Development of advanced methods for examination of Ag mineralogy and flotation losses

"The small recovery of Ag, often in the order of 50%, by traditional flotation and leaching process strategies is closely related to the complicated and heterogeneous nature of Ag-bearing minerals with Ag typically being associated with numerous minerals within any given ore-body. Moreover, grain sizes may be extremely fine with micron-scale common. In order to design cost-effective Ag-bearing mineral flotation and leach recovery strategies it is firstly necessary to characterise the speciation of Ag and its correlation with other elements, e.g., Cu, As and Sb, within the ore matrix and process streams. The traditional QEM-SCAN analytical approach can prove problematic for some mineralogies due to difficulties in recognising degrees of crystallinity, polymorphs, complex solid solution series, high value trace element mineralogy, very fine grained materials; and the requirement for a comprehensive data base. Moreover, there is difficulty ‘seeing’ either surface films or surface contaminants which can both lead to poor flotation performance. There is therefore clearly a need to develop confirmatory and complementary approaches when these uncertainties arise.
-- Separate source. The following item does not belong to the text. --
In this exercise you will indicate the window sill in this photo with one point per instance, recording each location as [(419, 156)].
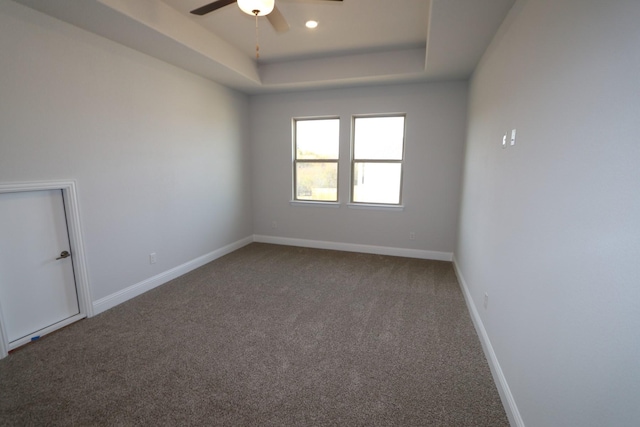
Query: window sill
[(314, 203), (373, 206)]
Synchrotron X-ray microprobe analysis provides a powerful tool for the mineralogical characterisation of finely segregated heterogeneous Ag-containing materials. These measurements enable comprehensive characterisation of the Ag-bearing components using synchrotron microprobe X-ray fluorescence mapping (µ-XFM), X-ray diffraction (µ-XRD) and X-ray absorption spectroscopy (µ-XAS). Further analytical strength is provided by principal component analysis of laboratory ToF-SIMS data which enables the statistical identification of correlated surface species enabling examination of surface chemical characteristics responsible for mis-reporting of Ag containing components within flotation streams. We describe the application of these techniques to a selected Ag-containing feed and tail and demonstrate how these compliment and extend traditional analytical methodologies."